Correlations between insulin function and levels of adipocyte fatty acid-binding protein and serum uric acid in newly diagnosed type 2 diabetes mellitus patients with abdominal obesity

Main Article Content

Xiaowan Jiang
Sheng Ding

Keywords

insulin; adipocyte fatty acid-binding protein; serum uric acid; type 2 diabetes mellitus; abdominal obesity

Abstract

Objective: To study the correlations between insulin function and levels of adipocyte fatty acid-binding protein (A-FABP) and serum uric acid (SUA) in newly diagnosed type 2 diabetes mellitus (T2DM) patients with abdominal obesity. Methods: A total of 218 eligible patients were divided into abdominal obesity group (n=98) and non-abdominal obesity group (n=120) according to waist circumference. Their basic data, laboratory indices, levels of A-FABP and SUA, insulin resistance (IR) index [homeostasis model assessment of IR (HOMA-IR)] and insulin secretion index (HOMA-β) were compared. The correlations of HOMA-IR with A-FABP, SUA and HOMA-β were analyzed by Pearson’s test. The risk factors for IR were explored by logistic regression analysis. Results: Body mass index (BMI), waist circumference, waist-to-hip ratio, diastolic blood pressure and systolic blood pressure significantly increased in abdominal obesity group compared with those in non-abdominal obesity group (P<0.05). Compared with non-abdominal obesity group, very low-density lipoprotein cholesterol, low-density lipoprotein cholesterol, triglyceride (TG), total cholesterol, aspartate aminotransferase, alanine aminotransferase and fasting serum insulin significantly increased, while high-density lipoprotein cholesterol decreased (P<0.05) in abdominal obesity group. HOMA-IR, HOMA-β and levels of A-FABP and SUA were significantly higher in abdominal obesity group than those in non-abdominal obesity group (P<0.05).

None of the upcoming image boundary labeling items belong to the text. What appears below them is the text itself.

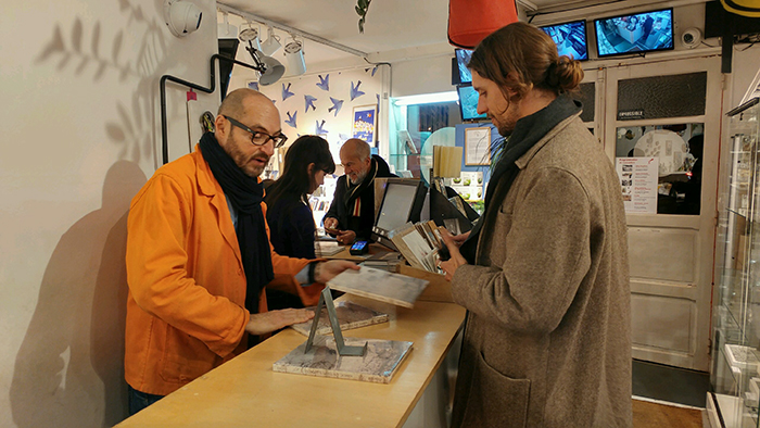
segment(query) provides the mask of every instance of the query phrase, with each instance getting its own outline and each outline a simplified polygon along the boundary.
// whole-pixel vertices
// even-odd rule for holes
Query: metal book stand
[[[312,322],[312,331],[308,333],[308,340],[306,341],[306,349],[304,353],[307,354],[312,351],[314,344],[314,337],[317,333],[317,326],[319,325],[319,316],[322,312],[322,306],[327,307],[327,316],[330,318],[330,326],[332,326],[332,336],[335,338],[335,348],[338,348],[339,355],[349,356],[362,356],[367,352],[367,342],[364,342],[364,347],[349,347],[343,341],[343,333],[341,332],[341,326],[338,323],[338,314],[335,313],[335,305],[332,302],[332,294],[330,294],[330,287],[325,287],[322,292],[319,294],[319,303],[317,303],[317,312],[314,314],[314,320]]]

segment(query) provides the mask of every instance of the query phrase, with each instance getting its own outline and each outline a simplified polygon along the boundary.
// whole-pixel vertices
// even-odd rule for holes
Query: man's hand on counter
[[[331,260],[328,262],[319,262],[314,269],[314,280],[319,284],[326,284],[330,279],[334,278],[335,275],[340,274],[345,269],[358,270],[359,266],[347,260]]]
[[[287,309],[251,314],[251,319],[245,325],[245,331],[251,335],[264,335],[312,318],[314,318],[314,312],[308,310]]]

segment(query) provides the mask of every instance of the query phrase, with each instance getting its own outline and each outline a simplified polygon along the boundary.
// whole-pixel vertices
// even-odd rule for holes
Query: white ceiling
[[[522,18],[535,15],[535,22],[553,18],[558,22],[569,15],[586,17],[583,14],[586,11],[604,13],[605,10],[685,1],[688,0],[518,0],[518,8]],[[354,10],[356,0],[221,0],[219,3],[365,52],[372,62],[420,56],[420,52],[454,51],[446,35],[448,0],[375,0],[369,5],[364,34],[358,32],[359,16]],[[230,23],[236,23],[236,18],[231,16]],[[276,33],[288,37],[287,33]],[[308,72],[326,68],[327,64],[365,63],[355,54],[309,40],[305,40],[304,52]],[[282,53],[275,58],[284,61]]]

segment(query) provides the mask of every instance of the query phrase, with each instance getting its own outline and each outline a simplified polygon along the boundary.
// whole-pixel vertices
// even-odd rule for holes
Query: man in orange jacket
[[[131,202],[130,414],[245,351],[257,335],[308,320],[307,310],[267,312],[263,290],[273,279],[297,289],[358,268],[275,253],[258,176],[287,138],[268,98],[251,89],[229,93],[215,129],[195,151],[159,168]]]

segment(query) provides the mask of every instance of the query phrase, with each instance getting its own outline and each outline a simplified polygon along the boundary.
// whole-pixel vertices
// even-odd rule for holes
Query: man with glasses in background
[[[326,282],[351,262],[275,253],[258,176],[284,144],[264,95],[229,93],[215,131],[159,168],[132,199],[127,235],[125,378],[135,414],[256,344],[314,315],[267,312],[264,287]]]

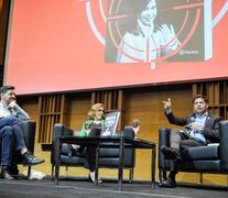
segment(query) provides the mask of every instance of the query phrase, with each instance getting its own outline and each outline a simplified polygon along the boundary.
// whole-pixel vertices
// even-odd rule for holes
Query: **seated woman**
[[[105,114],[104,114],[104,105],[95,103],[91,106],[91,109],[88,112],[88,119],[84,122],[83,129],[80,131],[80,136],[93,136],[100,135],[105,125]],[[77,146],[76,146],[77,147]],[[74,148],[74,145],[73,145]],[[86,148],[86,157],[89,169],[89,179],[95,183],[95,166],[96,166],[96,146],[80,146],[78,152],[83,152]],[[98,178],[98,184],[102,183],[100,178]]]

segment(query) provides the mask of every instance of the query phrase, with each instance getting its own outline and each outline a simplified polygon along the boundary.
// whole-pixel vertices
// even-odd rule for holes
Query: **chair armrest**
[[[124,127],[123,136],[134,139],[134,131],[132,130],[132,127],[130,127],[130,125]]]
[[[67,135],[73,135],[73,130],[67,128],[66,125],[62,123],[56,123],[54,124],[53,128],[53,141],[56,141],[58,136],[67,136]]]
[[[24,142],[30,152],[34,152],[34,142],[35,142],[35,125],[36,122],[33,120],[20,122],[20,128],[23,133]]]
[[[219,156],[221,162],[221,170],[228,170],[228,121],[220,121],[219,125]]]

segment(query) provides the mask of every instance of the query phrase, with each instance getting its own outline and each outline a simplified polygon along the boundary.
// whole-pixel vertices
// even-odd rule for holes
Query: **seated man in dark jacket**
[[[161,146],[161,152],[166,160],[182,161],[182,151],[186,147],[204,146],[208,142],[218,140],[219,121],[217,116],[210,116],[207,111],[208,99],[205,96],[197,95],[193,98],[194,112],[177,118],[171,110],[171,99],[163,101],[165,116],[170,123],[183,125],[183,130],[171,130],[170,147]],[[160,187],[173,188],[176,186],[175,172],[170,172],[166,180],[159,184]]]
[[[41,164],[44,160],[35,158],[25,146],[19,122],[29,120],[30,117],[17,105],[14,87],[3,86],[0,94],[1,177],[13,179],[10,173],[13,153],[23,157],[24,166]]]

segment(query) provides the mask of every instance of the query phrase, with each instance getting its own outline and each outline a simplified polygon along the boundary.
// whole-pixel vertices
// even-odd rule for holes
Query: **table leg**
[[[122,191],[122,172],[124,157],[124,138],[120,138],[118,190]]]
[[[155,165],[156,165],[156,146],[152,148],[151,155],[151,188],[155,189]]]
[[[99,146],[96,147],[95,184],[98,185]]]
[[[54,184],[58,185],[58,176],[59,176],[59,165],[61,165],[61,141],[59,139],[56,140],[56,147],[55,147],[55,178]]]

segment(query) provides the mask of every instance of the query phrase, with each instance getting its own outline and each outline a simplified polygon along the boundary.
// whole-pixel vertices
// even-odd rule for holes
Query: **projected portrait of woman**
[[[211,41],[211,2],[109,1],[107,63],[206,61]]]
[[[124,33],[119,44],[117,63],[133,63],[137,59],[151,62],[178,46],[173,25],[155,23],[156,0],[135,1],[134,10],[135,26]]]
[[[172,24],[158,24],[158,0],[122,1],[119,20],[121,33],[116,63],[153,62],[177,48]],[[120,13],[120,16],[121,16]]]

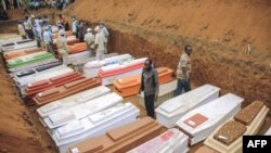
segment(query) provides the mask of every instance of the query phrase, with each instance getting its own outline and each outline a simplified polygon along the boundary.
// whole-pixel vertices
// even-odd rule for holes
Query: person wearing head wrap
[[[66,65],[69,49],[67,47],[67,38],[66,38],[66,34],[64,30],[60,31],[60,36],[56,39],[56,47],[57,47],[57,52],[60,56],[62,58],[63,64]]]
[[[99,26],[94,28],[95,30],[95,42],[94,42],[94,51],[96,60],[103,60],[104,59],[104,50],[105,50],[105,38],[104,35],[101,34],[101,29]]]
[[[92,29],[88,28],[87,34],[83,37],[85,42],[88,44],[88,50],[90,51],[90,56],[94,56],[94,41],[95,41],[95,36],[91,33]]]
[[[18,35],[22,36],[22,39],[26,39],[26,33],[22,21],[18,21],[17,30]]]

HOMA-IR was significantly positively correlated with A-FABP, SUA and HOMA-β (P<0.0001). BMI, TG, waist circumference, A-FABP and SUA were risk factors for IR (P<0.05). Conclusion: A-FABP and SUA levels significantly increase in newly diagnosed T2DM patients with abdominal obesity, being positively correlated with IR. They are risk factors for IR. Reducing fat and weight and controlling the levels of A-FABP and SUA may be able to relieve IR and to prevent T2DM complicated with abdominal obesity.